Cranky, that sounds like a snood. Different women feel comfortable exposing more or less hair, and some certainly leave several inches worth of hair uncovered in front of the snood (ie they have the hair down their back inside the bag, with the elastic rim sitting several inches back from the top of their forheads.) It’s a personal call, and there’s no one standardized answer as to exactly how much hair one must cover (within a certain range.) Most women I know don’t wear them in public, exactly, they’re more for casual wear among other Orthodox Jews. (Coworkers have asked me why a fellow Orthodox female grad student is wearing a giant sock on her head, which I think explains pretty well why I wouldn’t want to wear one to work when I get married, no matter how comfortable they’re supposed to be.)

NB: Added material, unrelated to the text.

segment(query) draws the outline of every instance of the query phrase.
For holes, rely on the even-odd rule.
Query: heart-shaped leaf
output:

In general, modesty is defined in different ways by different cultures, and I think it’s hard for people of one group to understand the rules of another; think of African tribal groups in which the women used to walk around bare-breasted, but would always wear long wrap skirts - showing any leg beyond the ankle was considered scandalous. From what I’ve seen, Indian women have very strong standards of modesty but see nothing racy about baring their midriffs. Women wore incredibly low-cut gowns to Victorian balls, but one couldn’t acknowledge that they even had legs, let alone see them. Among Orthodox Jews, married women walking around with their heads uncovered is considered immodest; covering is correspondingly modest behavior, irrespective of what you’re covering it with. Having grown up watching women-with-wigs all the time, trust me, you learn to tell the difference, even with the really, really expensive ones - people within the Orthodox community can tell without thinking about it. Conversely, most (non-Jewish) people seem not to notice pretty bad wigs, probably because they’re not looking for them.